Letters to Me
Dear Me,
(Laughs dryly) how it is that I find myself in written correspondence to me is a situation worthy of exclamation, dear me! I write because I have become, in a world of predators, the chief prey. I write because in a world revolving around a vicious cycle of instant judgements and analysis, I am the chief prey.
I am a victim. A victim of my beautiful mind. I am a victim, a victim of constant efforts to transcend the past. I am a victim, a victim of concerted, calculated, compromises, concocted with the sole purpose of conquering. I am the victim.

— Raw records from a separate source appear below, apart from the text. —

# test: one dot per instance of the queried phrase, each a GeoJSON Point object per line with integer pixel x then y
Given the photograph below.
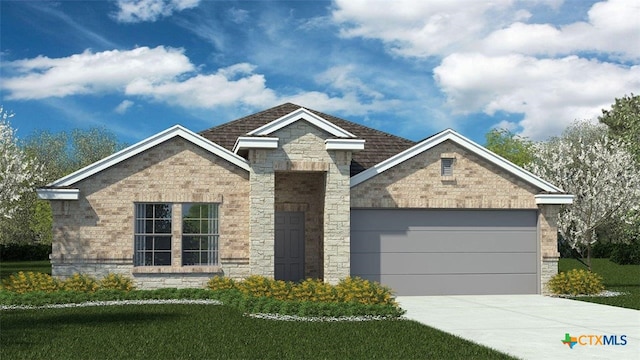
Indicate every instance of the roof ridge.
{"type": "Point", "coordinates": [324, 115]}
{"type": "Point", "coordinates": [233, 122]}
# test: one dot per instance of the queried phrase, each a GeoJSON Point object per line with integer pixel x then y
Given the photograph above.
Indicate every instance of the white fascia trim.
{"type": "Point", "coordinates": [58, 194]}
{"type": "Point", "coordinates": [554, 199]}
{"type": "Point", "coordinates": [344, 144]}
{"type": "Point", "coordinates": [245, 142]}
{"type": "Point", "coordinates": [475, 148]}
{"type": "Point", "coordinates": [146, 144]}
{"type": "Point", "coordinates": [302, 114]}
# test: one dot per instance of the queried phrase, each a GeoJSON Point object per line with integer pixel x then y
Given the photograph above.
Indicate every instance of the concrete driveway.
{"type": "Point", "coordinates": [532, 326]}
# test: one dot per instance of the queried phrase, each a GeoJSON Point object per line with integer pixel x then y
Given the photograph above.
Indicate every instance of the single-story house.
{"type": "Point", "coordinates": [293, 193]}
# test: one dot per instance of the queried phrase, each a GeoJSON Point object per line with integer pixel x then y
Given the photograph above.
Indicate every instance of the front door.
{"type": "Point", "coordinates": [289, 246]}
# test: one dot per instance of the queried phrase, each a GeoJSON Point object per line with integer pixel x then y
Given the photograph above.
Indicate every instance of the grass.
{"type": "Point", "coordinates": [211, 331]}
{"type": "Point", "coordinates": [622, 278]}
{"type": "Point", "coordinates": [215, 332]}
{"type": "Point", "coordinates": [10, 267]}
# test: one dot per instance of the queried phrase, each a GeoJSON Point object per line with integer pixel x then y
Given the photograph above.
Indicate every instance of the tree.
{"type": "Point", "coordinates": [517, 149]}
{"type": "Point", "coordinates": [600, 171]}
{"type": "Point", "coordinates": [65, 152]}
{"type": "Point", "coordinates": [623, 121]}
{"type": "Point", "coordinates": [19, 174]}
{"type": "Point", "coordinates": [60, 154]}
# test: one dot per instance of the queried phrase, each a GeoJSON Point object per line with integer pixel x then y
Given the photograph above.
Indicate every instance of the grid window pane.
{"type": "Point", "coordinates": [152, 238]}
{"type": "Point", "coordinates": [447, 167]}
{"type": "Point", "coordinates": [200, 234]}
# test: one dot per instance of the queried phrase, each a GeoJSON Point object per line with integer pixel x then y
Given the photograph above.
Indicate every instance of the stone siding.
{"type": "Point", "coordinates": [98, 229]}
{"type": "Point", "coordinates": [304, 192]}
{"type": "Point", "coordinates": [301, 148]}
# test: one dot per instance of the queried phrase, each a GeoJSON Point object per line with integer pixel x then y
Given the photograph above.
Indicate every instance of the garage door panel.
{"type": "Point", "coordinates": [403, 219]}
{"type": "Point", "coordinates": [442, 263]}
{"type": "Point", "coordinates": [444, 241]}
{"type": "Point", "coordinates": [458, 284]}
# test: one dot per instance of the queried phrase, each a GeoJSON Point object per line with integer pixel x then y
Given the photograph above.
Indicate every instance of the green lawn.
{"type": "Point", "coordinates": [622, 278]}
{"type": "Point", "coordinates": [9, 267]}
{"type": "Point", "coordinates": [210, 332]}
{"type": "Point", "coordinates": [215, 332]}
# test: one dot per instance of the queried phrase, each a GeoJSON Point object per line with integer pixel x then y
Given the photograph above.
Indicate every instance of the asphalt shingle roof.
{"type": "Point", "coordinates": [378, 145]}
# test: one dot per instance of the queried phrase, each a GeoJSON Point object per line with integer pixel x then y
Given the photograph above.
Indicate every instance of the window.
{"type": "Point", "coordinates": [153, 235]}
{"type": "Point", "coordinates": [200, 234]}
{"type": "Point", "coordinates": [447, 167]}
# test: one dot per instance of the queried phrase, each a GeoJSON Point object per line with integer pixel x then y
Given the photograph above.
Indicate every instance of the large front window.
{"type": "Point", "coordinates": [200, 234]}
{"type": "Point", "coordinates": [153, 235]}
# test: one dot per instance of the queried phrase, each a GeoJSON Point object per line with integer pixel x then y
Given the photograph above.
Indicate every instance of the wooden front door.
{"type": "Point", "coordinates": [289, 246]}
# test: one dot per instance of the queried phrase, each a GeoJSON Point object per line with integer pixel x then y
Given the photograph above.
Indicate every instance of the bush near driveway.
{"type": "Point", "coordinates": [618, 278]}
{"type": "Point", "coordinates": [352, 297]}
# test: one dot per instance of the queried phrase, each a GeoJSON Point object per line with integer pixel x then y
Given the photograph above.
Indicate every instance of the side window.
{"type": "Point", "coordinates": [152, 235]}
{"type": "Point", "coordinates": [446, 167]}
{"type": "Point", "coordinates": [200, 234]}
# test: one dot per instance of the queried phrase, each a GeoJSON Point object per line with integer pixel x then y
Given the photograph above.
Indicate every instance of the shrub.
{"type": "Point", "coordinates": [116, 282]}
{"type": "Point", "coordinates": [310, 290]}
{"type": "Point", "coordinates": [315, 290]}
{"type": "Point", "coordinates": [80, 282]}
{"type": "Point", "coordinates": [576, 282]}
{"type": "Point", "coordinates": [255, 285]}
{"type": "Point", "coordinates": [30, 281]}
{"type": "Point", "coordinates": [364, 292]}
{"type": "Point", "coordinates": [626, 254]}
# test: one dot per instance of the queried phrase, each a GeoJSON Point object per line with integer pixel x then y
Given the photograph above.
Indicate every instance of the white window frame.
{"type": "Point", "coordinates": [205, 232]}
{"type": "Point", "coordinates": [146, 234]}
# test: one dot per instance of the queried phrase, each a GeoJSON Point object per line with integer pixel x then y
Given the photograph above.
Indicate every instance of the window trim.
{"type": "Point", "coordinates": [212, 237]}
{"type": "Point", "coordinates": [141, 234]}
{"type": "Point", "coordinates": [446, 167]}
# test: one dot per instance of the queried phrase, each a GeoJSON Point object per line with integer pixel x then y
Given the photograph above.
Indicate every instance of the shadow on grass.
{"type": "Point", "coordinates": [50, 322]}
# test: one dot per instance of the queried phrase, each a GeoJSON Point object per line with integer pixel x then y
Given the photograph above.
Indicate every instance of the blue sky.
{"type": "Point", "coordinates": [411, 68]}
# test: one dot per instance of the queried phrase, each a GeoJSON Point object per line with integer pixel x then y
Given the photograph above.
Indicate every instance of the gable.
{"type": "Point", "coordinates": [61, 189]}
{"type": "Point", "coordinates": [379, 145]}
{"type": "Point", "coordinates": [419, 183]}
{"type": "Point", "coordinates": [301, 114]}
{"type": "Point", "coordinates": [478, 150]}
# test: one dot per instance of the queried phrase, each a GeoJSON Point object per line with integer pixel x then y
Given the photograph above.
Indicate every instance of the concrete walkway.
{"type": "Point", "coordinates": [531, 326]}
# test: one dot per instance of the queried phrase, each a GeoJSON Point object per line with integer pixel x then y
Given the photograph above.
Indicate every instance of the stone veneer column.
{"type": "Point", "coordinates": [337, 219]}
{"type": "Point", "coordinates": [261, 214]}
{"type": "Point", "coordinates": [548, 223]}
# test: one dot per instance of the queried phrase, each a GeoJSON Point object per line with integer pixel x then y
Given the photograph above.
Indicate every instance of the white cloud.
{"type": "Point", "coordinates": [551, 93]}
{"type": "Point", "coordinates": [90, 73]}
{"type": "Point", "coordinates": [132, 11]}
{"type": "Point", "coordinates": [123, 106]}
{"type": "Point", "coordinates": [342, 78]}
{"type": "Point", "coordinates": [494, 60]}
{"type": "Point", "coordinates": [232, 85]}
{"type": "Point", "coordinates": [167, 75]}
{"type": "Point", "coordinates": [238, 16]}
{"type": "Point", "coordinates": [420, 28]}
{"type": "Point", "coordinates": [613, 27]}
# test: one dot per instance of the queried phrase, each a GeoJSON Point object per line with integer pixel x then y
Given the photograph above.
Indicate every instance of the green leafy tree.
{"type": "Point", "coordinates": [623, 121]}
{"type": "Point", "coordinates": [513, 147]}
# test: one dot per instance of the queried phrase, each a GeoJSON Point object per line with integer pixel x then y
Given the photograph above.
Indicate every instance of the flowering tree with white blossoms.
{"type": "Point", "coordinates": [602, 174]}
{"type": "Point", "coordinates": [18, 173]}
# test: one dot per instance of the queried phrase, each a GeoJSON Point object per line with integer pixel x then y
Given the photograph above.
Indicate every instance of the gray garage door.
{"type": "Point", "coordinates": [446, 252]}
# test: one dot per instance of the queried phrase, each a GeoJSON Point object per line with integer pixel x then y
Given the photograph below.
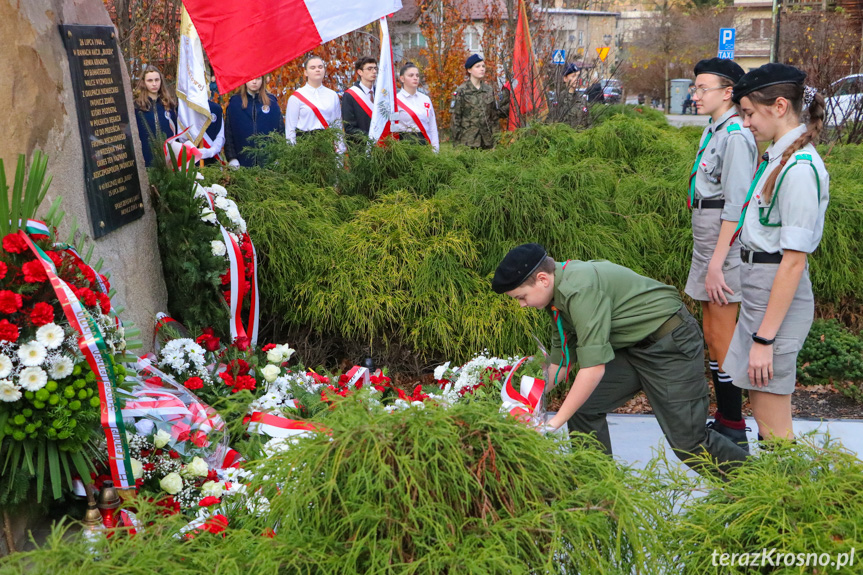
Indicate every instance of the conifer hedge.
{"type": "Point", "coordinates": [398, 247]}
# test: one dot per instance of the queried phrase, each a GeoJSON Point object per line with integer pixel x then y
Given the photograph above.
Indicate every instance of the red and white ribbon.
{"type": "Point", "coordinates": [528, 400]}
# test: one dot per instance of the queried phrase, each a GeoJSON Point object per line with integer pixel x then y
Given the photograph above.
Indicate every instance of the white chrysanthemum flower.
{"type": "Point", "coordinates": [33, 378]}
{"type": "Point", "coordinates": [50, 335]}
{"type": "Point", "coordinates": [5, 365]}
{"type": "Point", "coordinates": [62, 368]}
{"type": "Point", "coordinates": [32, 353]}
{"type": "Point", "coordinates": [8, 391]}
{"type": "Point", "coordinates": [209, 216]}
{"type": "Point", "coordinates": [220, 191]}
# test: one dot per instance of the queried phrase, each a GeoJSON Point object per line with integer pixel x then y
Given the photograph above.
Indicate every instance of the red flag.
{"type": "Point", "coordinates": [526, 91]}
{"type": "Point", "coordinates": [245, 39]}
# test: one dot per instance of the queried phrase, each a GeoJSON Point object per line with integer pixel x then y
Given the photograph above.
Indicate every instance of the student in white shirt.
{"type": "Point", "coordinates": [415, 106]}
{"type": "Point", "coordinates": [312, 107]}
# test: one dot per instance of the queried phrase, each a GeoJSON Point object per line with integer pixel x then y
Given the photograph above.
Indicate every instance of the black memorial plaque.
{"type": "Point", "coordinates": [110, 170]}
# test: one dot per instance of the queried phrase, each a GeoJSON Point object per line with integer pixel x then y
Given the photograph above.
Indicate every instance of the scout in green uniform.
{"type": "Point", "coordinates": [627, 333]}
{"type": "Point", "coordinates": [475, 111]}
{"type": "Point", "coordinates": [782, 222]}
{"type": "Point", "coordinates": [717, 188]}
{"type": "Point", "coordinates": [571, 107]}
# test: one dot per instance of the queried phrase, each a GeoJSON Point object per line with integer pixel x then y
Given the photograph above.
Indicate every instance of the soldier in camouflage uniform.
{"type": "Point", "coordinates": [571, 107]}
{"type": "Point", "coordinates": [475, 111]}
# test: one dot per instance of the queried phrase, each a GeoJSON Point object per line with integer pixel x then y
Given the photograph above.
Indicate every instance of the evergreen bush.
{"type": "Point", "coordinates": [832, 354]}
{"type": "Point", "coordinates": [333, 264]}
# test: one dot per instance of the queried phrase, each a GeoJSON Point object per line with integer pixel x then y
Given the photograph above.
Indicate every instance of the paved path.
{"type": "Point", "coordinates": [637, 438]}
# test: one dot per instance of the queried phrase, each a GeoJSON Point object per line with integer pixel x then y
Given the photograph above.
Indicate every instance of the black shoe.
{"type": "Point", "coordinates": [738, 436]}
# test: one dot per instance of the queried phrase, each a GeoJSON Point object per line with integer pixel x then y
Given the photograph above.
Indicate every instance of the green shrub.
{"type": "Point", "coordinates": [832, 354]}
{"type": "Point", "coordinates": [794, 499]}
{"type": "Point", "coordinates": [616, 191]}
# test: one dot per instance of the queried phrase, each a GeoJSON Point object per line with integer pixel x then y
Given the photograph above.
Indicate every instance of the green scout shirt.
{"type": "Point", "coordinates": [603, 307]}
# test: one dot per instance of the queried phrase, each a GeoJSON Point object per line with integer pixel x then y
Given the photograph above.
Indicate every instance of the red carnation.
{"type": "Point", "coordinates": [34, 272]}
{"type": "Point", "coordinates": [43, 313]}
{"type": "Point", "coordinates": [207, 501]}
{"type": "Point", "coordinates": [216, 523]}
{"type": "Point", "coordinates": [194, 383]}
{"type": "Point", "coordinates": [87, 296]}
{"type": "Point", "coordinates": [104, 302]}
{"type": "Point", "coordinates": [8, 331]}
{"type": "Point", "coordinates": [14, 244]}
{"type": "Point", "coordinates": [10, 302]}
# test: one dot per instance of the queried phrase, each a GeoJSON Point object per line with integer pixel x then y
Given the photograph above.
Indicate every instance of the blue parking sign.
{"type": "Point", "coordinates": [726, 43]}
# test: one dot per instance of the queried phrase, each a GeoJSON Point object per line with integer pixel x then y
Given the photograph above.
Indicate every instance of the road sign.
{"type": "Point", "coordinates": [727, 37]}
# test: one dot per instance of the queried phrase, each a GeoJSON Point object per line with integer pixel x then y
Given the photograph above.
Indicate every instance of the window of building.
{"type": "Point", "coordinates": [762, 28]}
{"type": "Point", "coordinates": [417, 40]}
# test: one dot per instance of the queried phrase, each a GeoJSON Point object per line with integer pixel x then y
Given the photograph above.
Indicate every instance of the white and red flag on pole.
{"type": "Point", "coordinates": [385, 105]}
{"type": "Point", "coordinates": [193, 110]}
{"type": "Point", "coordinates": [245, 39]}
{"type": "Point", "coordinates": [528, 95]}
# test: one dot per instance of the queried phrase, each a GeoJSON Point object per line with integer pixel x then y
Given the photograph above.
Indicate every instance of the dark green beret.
{"type": "Point", "coordinates": [720, 67]}
{"type": "Point", "coordinates": [517, 265]}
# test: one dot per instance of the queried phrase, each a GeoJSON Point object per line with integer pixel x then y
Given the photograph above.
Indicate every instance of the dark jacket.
{"type": "Point", "coordinates": [243, 123]}
{"type": "Point", "coordinates": [155, 124]}
{"type": "Point", "coordinates": [355, 120]}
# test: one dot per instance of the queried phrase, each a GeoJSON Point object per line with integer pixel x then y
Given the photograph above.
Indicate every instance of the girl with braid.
{"type": "Point", "coordinates": [782, 222]}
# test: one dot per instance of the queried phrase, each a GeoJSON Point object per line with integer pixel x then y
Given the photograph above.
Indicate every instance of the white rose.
{"type": "Point", "coordinates": [5, 366]}
{"type": "Point", "coordinates": [144, 427]}
{"type": "Point", "coordinates": [208, 216]}
{"type": "Point", "coordinates": [212, 489]}
{"type": "Point", "coordinates": [271, 372]}
{"type": "Point", "coordinates": [275, 355]}
{"type": "Point", "coordinates": [137, 468]}
{"type": "Point", "coordinates": [161, 439]}
{"type": "Point", "coordinates": [171, 483]}
{"type": "Point", "coordinates": [197, 468]}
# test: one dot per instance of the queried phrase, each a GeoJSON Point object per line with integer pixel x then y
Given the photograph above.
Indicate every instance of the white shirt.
{"type": "Point", "coordinates": [301, 117]}
{"type": "Point", "coordinates": [795, 214]}
{"type": "Point", "coordinates": [423, 108]}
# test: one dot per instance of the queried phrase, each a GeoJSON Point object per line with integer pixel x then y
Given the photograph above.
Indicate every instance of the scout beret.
{"type": "Point", "coordinates": [516, 266]}
{"type": "Point", "coordinates": [766, 75]}
{"type": "Point", "coordinates": [472, 61]}
{"type": "Point", "coordinates": [720, 67]}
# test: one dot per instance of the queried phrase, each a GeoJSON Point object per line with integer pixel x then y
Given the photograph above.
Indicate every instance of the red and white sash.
{"type": "Point", "coordinates": [314, 108]}
{"type": "Point", "coordinates": [360, 98]}
{"type": "Point", "coordinates": [404, 107]}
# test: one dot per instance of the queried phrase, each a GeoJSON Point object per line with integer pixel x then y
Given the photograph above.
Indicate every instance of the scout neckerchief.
{"type": "Point", "coordinates": [691, 198]}
{"type": "Point", "coordinates": [405, 108]}
{"type": "Point", "coordinates": [357, 94]}
{"type": "Point", "coordinates": [563, 338]}
{"type": "Point", "coordinates": [765, 159]}
{"type": "Point", "coordinates": [313, 108]}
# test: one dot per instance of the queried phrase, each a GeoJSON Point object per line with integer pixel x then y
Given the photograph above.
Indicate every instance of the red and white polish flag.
{"type": "Point", "coordinates": [245, 39]}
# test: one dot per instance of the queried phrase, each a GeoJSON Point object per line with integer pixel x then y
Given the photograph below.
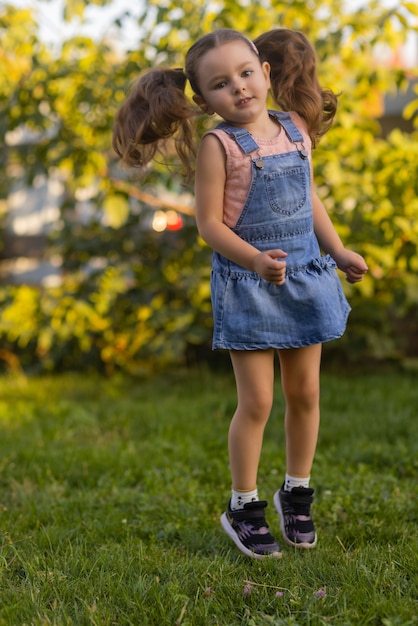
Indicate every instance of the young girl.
{"type": "Point", "coordinates": [256, 206]}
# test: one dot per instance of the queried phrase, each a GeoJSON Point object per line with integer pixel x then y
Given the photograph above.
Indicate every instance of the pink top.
{"type": "Point", "coordinates": [238, 165]}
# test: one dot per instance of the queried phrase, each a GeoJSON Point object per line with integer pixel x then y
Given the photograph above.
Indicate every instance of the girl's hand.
{"type": "Point", "coordinates": [269, 267]}
{"type": "Point", "coordinates": [352, 264]}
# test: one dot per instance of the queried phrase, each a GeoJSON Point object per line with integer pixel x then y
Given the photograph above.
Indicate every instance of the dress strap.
{"type": "Point", "coordinates": [243, 138]}
{"type": "Point", "coordinates": [289, 126]}
{"type": "Point", "coordinates": [247, 143]}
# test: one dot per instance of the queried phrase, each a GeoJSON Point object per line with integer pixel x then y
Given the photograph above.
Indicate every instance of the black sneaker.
{"type": "Point", "coordinates": [249, 530]}
{"type": "Point", "coordinates": [294, 508]}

I am the victim of science, a discipline born by me now grown so much that it is now my creator. The discipline which tells me my origin is from monkeys, through a process called evolution but fails to convincingly explain how it is, in over a thousand years we have not witnessed such evolution again.
I am the victim of religion, set up in search of a supreme deity with laws that decide that only worshippers and their gods deserve to exist, everyone else is an infidel who should be blown to smithereens.
I am the victim of hate. Hate from unenlightened minds, people who do not understand my sexual orientation. I am the victim of their abuse, they cannot comprehend that I was born this way. They believe that my orientation stems from a deep phobia for failure in front of a female, stems from my perverseness and the sickness which plagues my beautiful mind, stems from my radicalness and boldness to stir uncharted waters.
I am the victim. I am the victim of my own choices not nature.
The world is falling to shreds and I am the facilitator, I demand pity and understanding from the world, I demand freedom to be allowed to pull this world to ultimate ruin, I demand my freedom and I am well within my rights.
I am the victim and I demand justice!